His fight against injustice saw him cross borders, leading a support group of more than 300 taxis for the South West Africa People's Organisation (Swapo) to the first democratic elections in Namibia in 1988.

From deputy regional secretary of the United Democratic Front (UDF) from 1988 to 1990, his Roman Catholic and Methodist background saw him go on to become the media officer for the South African Council of Churches (SACC).

It was through his involvement with the SACC, under the leadership of Rev Frank Chikane, that he joined the Swapo solidarity campaign and led the support group to what is now Namibia.

Swapo won the elections, which led to the liberation of the country.

Mthembu's career with the ANC began with the unbanning of political parties in 1990. He was entrusted with the responsibility of leading the Witbank branch of the party.

Between 1990 and 1994 he worked full-time as ANC spokesperson in Mpumalanga and participated in the Convention for a Democratic South African (Codesa) negotiations.

He served in several strategic roles, including as a member of the ANC Mpumalanga provincial executive committee and the ANC national executive committee (NEC) since 2007.

After the first democratic elections in 1994, he was part of the first ANC members of parliament contingent deployed in what is now the National Council of Provinces, where he contributed to the crafting of SA's constitution.

He was later appointed as Mpumalanga public works, roads and transport MEC.

He was the national spokesperson of the ANC under President Nelson Mandela from 1995 to 1997, and was appointed to the same role again from 2009 to 2014.

While based at Luthuli House, one of the structures he chaired was the ANC Caster Semenya Support Committee, which included Winnie Madikizela-Mandela. The responsibility of this committee was to give practical support to Semenya against the "inhumane treatment, abuse and discrimination" she was subjected to by the International Association of Athletics Federation.

Mthembu served as the chief whip of the ANC in the National Assembly from 2016 up to the end of the fifth term of parliament in 2019.
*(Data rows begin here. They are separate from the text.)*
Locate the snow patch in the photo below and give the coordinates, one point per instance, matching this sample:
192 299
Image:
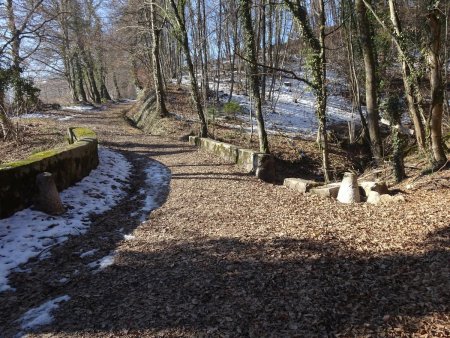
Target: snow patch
44 116
103 263
79 108
157 181
30 233
88 253
129 237
41 315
After the 2019 national and general elections, he was appointed as the minister in the presidency under Ramaphosa.

Despite his activism, Mthembu's life was also at times marked by controversy.

During his tenure as transport MEC in Mpumalanga, he was criticised for spending R2.3m on 10 BMWs.
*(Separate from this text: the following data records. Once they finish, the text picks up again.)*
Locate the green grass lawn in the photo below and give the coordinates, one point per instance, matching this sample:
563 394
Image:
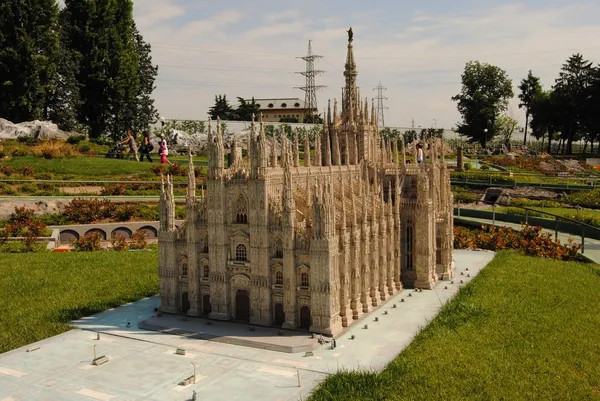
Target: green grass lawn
94 167
524 328
40 293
In November 2017, Mthembu was criticised by some of his ANC colleagues who said he intentionally “colluded” with the DA to schedule a debate on state capture in parliament. A long-time ally of the Ramaphosa faction, Mthembu was seen to have deliberately defied former president Jacob Zuma and his own colleagues in the ANC caucus who had called for a more inclusive process to investigate state capture.

He was married to Thembi Mthembu, and was father to two daughters and four sons. 

Mthembu's life took a turn for the worse in March 2019, when his eldest daughter, whom he shared with his late wife Pinkie, Khwezi Mthembu, committed suicide at the age of 25.

At her funeral, Mthembu told about 3,000 mourners about how he found his daughter hanging from the curtain rails after committing suicide. He said at the time that nothing could compare to the pain of walking into a room and seeing the lifeless body of one’s child.

“If you raise a child who finishes school and starts working, you say, 'I have done my bit. There is someone who is going to bury me when I die.' Not knowing that she is the first who is going to go in a painful and surprising way. We have lost. We expected a lot from Khwezi,” he said.